Le Dr. Dolittle a la particularité de parler avec les animaux. Il sait ainsi les soigner et va pour cela jusqu’en Afrique, est mis en prison par le roi du pays des singes, s’évade, ramène un animal rare en Angleterre (le très cocasse Poussemi-poussemoi), est attaqué par des pirates, etc.

Il a quelque chose de Tintin (la dernière page évoque fortement Tintin au Congo) dans sa générosité tous azimuths, un peu de Bécassine dans sa naïveté. L’ensemble est très drôle, charmant. Il permettra aux petits français de se familiariser avec un héros très célèbre dans le monde anglophone.

Voir quelques planches

L’Observatrice. 10 juillet 2005 : ébauche d’une démocratie

L’Observatrice. 10 juillet 2005 : ébauche d’une démocratie
Emmanuel Hamon, Damien Vidal

Rue de Sèvres, 2018

Une éducation sentimentale et politique

Par Anne-Marie Mercier

L’héroïne de cette BD, Mathilde, est titulaire d’un master en droit international, parle couramment russe et est toujours stagiaire à 27 ans. Elle galère aussi avec des petits boulots. Elle a l’opportunité de découvrir la vie des observateurs internationaux envoyés pour surveiller la tenue d’élections dans un pays qui accède tout juste à la démocratie, ici le Kirghizistan. Rencontres, diners, entrevues, hasards, lui font découvrir petit à petit que cette tâche apparemment exaltante n’est qu’une mascarade : la corruption est présente à tous les niveaux et ceux qui tentent d’améliorer la vie des gens simples sont bien seuls. Elle découvre surtout que ses tentatives pour faire quelque chose de son côté son non seulement dérisoires mais aussi plus que maladroites.
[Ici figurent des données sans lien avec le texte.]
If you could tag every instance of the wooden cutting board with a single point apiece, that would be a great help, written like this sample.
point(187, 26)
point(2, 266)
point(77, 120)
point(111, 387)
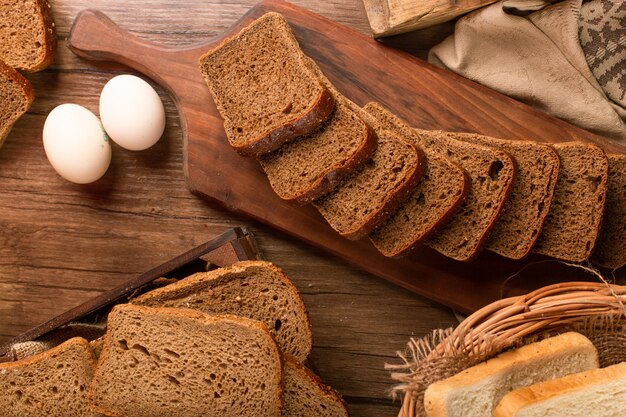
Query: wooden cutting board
point(364, 70)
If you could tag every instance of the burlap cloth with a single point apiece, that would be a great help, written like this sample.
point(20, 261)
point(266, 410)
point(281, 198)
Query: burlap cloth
point(568, 59)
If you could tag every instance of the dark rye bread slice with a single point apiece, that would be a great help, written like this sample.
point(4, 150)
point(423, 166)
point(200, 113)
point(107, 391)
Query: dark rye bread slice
point(306, 396)
point(16, 97)
point(263, 88)
point(610, 250)
point(176, 362)
point(309, 167)
point(368, 197)
point(52, 384)
point(573, 222)
point(518, 227)
point(27, 34)
point(491, 173)
point(365, 199)
point(433, 202)
point(254, 289)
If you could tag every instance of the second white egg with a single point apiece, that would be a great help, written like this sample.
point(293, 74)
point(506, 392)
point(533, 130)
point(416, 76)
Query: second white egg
point(132, 112)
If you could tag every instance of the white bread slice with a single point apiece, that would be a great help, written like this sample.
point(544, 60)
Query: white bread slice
point(52, 384)
point(477, 390)
point(175, 362)
point(599, 392)
point(254, 289)
point(306, 396)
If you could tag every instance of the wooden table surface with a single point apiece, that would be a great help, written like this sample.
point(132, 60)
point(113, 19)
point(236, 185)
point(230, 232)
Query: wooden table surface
point(61, 243)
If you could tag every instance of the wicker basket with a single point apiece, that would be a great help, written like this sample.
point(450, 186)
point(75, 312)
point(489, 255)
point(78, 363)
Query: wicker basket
point(596, 310)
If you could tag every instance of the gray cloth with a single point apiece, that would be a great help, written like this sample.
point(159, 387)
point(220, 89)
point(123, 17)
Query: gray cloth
point(568, 59)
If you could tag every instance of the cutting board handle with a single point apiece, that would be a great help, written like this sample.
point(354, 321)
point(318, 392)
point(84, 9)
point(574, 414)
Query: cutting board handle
point(94, 36)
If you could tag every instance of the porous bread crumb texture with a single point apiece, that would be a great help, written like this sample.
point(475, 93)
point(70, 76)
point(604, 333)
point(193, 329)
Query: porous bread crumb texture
point(610, 250)
point(312, 165)
point(253, 289)
point(598, 392)
point(571, 228)
point(491, 175)
point(52, 384)
point(262, 88)
point(166, 362)
point(306, 396)
point(16, 96)
point(433, 201)
point(524, 212)
point(476, 391)
point(368, 197)
point(27, 35)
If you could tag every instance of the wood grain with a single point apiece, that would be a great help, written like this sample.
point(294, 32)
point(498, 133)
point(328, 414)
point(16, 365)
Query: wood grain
point(62, 244)
point(359, 67)
point(393, 17)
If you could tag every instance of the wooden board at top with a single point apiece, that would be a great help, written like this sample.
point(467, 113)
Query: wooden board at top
point(364, 70)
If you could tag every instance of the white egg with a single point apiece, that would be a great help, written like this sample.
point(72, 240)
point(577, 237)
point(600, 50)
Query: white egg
point(132, 112)
point(76, 144)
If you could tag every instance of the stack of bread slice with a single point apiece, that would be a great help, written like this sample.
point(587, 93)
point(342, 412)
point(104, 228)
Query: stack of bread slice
point(371, 175)
point(27, 43)
point(230, 342)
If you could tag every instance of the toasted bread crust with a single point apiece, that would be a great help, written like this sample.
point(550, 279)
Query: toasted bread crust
point(300, 124)
point(335, 174)
point(273, 139)
point(328, 392)
point(205, 319)
point(45, 11)
point(28, 95)
point(228, 274)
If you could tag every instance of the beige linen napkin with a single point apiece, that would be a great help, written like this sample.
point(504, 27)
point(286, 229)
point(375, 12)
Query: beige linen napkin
point(568, 59)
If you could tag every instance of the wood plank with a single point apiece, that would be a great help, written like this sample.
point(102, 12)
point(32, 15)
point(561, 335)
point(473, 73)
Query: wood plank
point(426, 96)
point(393, 17)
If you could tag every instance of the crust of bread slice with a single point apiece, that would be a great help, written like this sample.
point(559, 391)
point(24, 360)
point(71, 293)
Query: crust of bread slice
point(43, 384)
point(291, 159)
point(108, 384)
point(221, 292)
point(393, 200)
point(8, 73)
point(301, 123)
point(305, 395)
point(598, 392)
point(475, 391)
point(525, 211)
point(41, 11)
point(45, 12)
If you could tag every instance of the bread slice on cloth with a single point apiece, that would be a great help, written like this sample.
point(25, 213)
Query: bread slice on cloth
point(16, 97)
point(306, 396)
point(610, 250)
point(491, 173)
point(594, 393)
point(310, 166)
point(262, 87)
point(432, 203)
point(476, 391)
point(522, 217)
point(571, 229)
point(27, 34)
point(254, 289)
point(174, 362)
point(52, 384)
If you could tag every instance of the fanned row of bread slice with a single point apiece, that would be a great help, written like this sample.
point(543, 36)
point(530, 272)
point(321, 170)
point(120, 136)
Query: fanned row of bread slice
point(230, 342)
point(27, 43)
point(370, 174)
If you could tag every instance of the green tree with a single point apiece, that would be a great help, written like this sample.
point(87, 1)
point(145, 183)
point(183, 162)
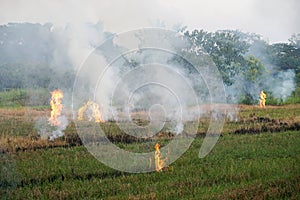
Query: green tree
point(224, 47)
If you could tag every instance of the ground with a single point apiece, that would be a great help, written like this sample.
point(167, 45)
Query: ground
point(257, 157)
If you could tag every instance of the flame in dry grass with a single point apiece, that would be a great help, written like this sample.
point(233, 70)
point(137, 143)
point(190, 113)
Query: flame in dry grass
point(56, 107)
point(91, 110)
point(159, 161)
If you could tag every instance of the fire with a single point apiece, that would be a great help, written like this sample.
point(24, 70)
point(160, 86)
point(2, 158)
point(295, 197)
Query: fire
point(56, 107)
point(92, 110)
point(262, 99)
point(159, 162)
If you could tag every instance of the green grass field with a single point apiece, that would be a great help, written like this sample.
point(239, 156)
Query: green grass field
point(261, 161)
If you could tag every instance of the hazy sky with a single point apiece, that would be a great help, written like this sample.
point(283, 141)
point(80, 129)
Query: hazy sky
point(276, 20)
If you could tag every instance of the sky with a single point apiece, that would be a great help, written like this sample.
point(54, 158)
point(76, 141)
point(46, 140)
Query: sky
point(275, 20)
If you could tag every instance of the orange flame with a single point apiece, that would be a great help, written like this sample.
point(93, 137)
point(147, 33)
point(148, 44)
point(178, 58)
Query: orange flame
point(159, 162)
point(56, 107)
point(93, 108)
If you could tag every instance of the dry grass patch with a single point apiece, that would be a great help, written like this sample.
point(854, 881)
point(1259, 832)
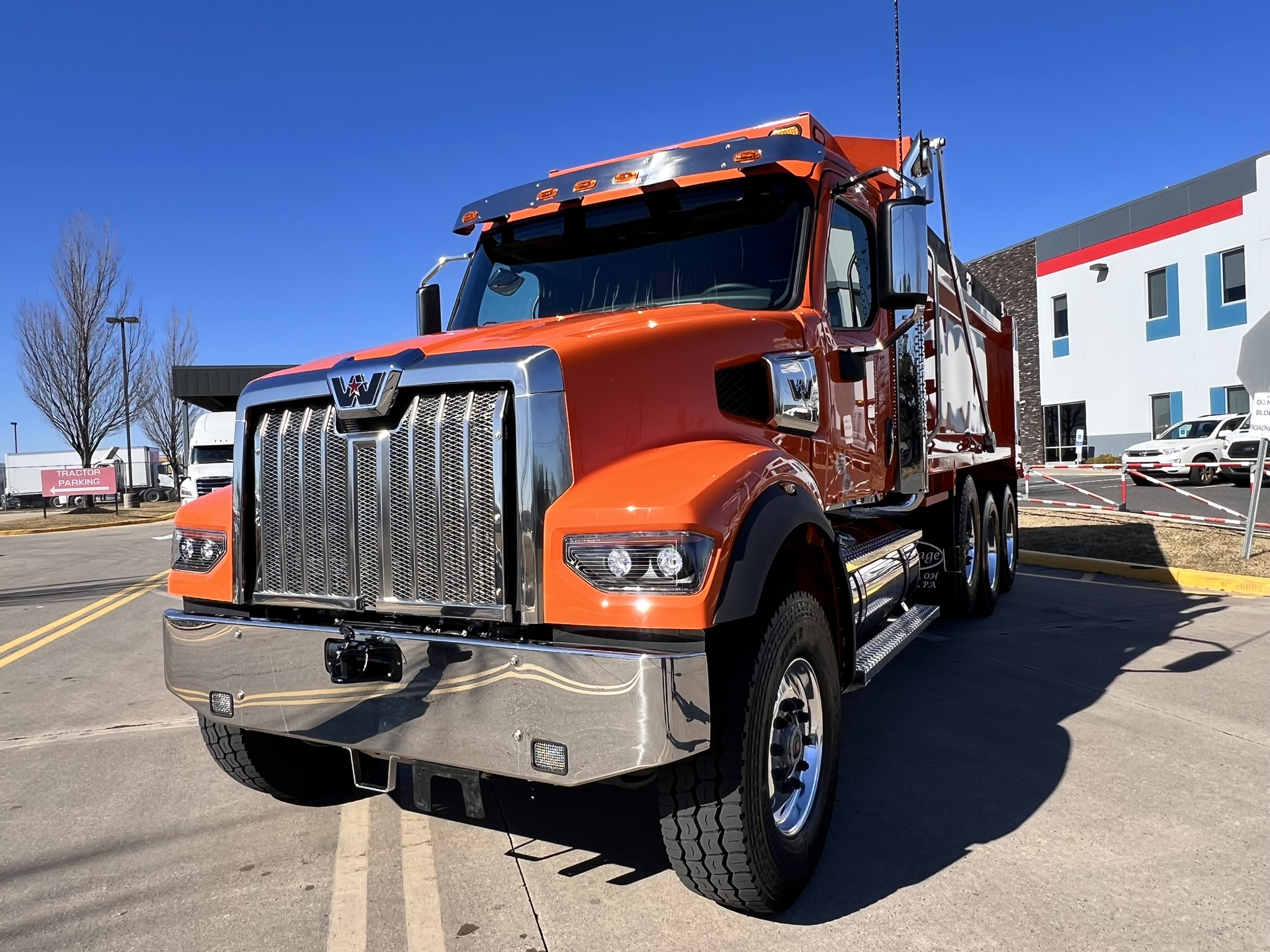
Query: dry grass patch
point(1141, 541)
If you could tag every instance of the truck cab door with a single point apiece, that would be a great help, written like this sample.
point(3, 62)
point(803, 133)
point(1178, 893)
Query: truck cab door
point(853, 464)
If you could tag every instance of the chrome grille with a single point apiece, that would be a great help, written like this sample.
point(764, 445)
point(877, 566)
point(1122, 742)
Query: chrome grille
point(408, 519)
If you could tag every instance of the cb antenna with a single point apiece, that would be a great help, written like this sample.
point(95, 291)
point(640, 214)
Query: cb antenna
point(900, 102)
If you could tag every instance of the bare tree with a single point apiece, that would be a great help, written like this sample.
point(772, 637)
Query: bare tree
point(163, 415)
point(68, 355)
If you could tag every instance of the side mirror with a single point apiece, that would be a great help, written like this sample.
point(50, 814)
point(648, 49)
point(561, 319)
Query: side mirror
point(427, 302)
point(904, 278)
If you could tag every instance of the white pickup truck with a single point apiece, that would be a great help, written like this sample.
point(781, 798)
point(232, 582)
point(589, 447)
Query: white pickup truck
point(1171, 454)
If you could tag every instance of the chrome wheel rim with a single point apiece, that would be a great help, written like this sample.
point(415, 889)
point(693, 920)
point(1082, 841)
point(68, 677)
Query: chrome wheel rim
point(970, 541)
point(991, 530)
point(796, 748)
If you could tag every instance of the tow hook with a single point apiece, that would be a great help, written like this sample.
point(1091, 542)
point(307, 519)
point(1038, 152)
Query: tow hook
point(352, 659)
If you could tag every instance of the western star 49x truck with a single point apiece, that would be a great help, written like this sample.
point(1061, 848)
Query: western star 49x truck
point(711, 433)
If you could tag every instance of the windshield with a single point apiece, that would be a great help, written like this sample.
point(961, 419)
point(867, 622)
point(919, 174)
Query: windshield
point(1192, 430)
point(213, 455)
point(734, 244)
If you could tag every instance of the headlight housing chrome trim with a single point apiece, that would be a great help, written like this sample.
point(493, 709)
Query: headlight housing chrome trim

Le ton est sombre, les rapports entre les êtres âpres et complexes, le désenchantement total : l’héroïne, par qui nous voyons tout cela, grandit dans la douleur…

La narration est sobre, sans trop de commentaires et laisse le lecteur se faire une idée en même temps (ou presque) que Mathilde des mystères du lieu et de la gangrène qui le ronge : les plans tantôt larges tantôt resserrés nous font voir du pays et des gens, nous embraquent efficacement avec elle et le dessin sobre et tracé à grands traits, comme les aplats de couleurs, se met au service du sens.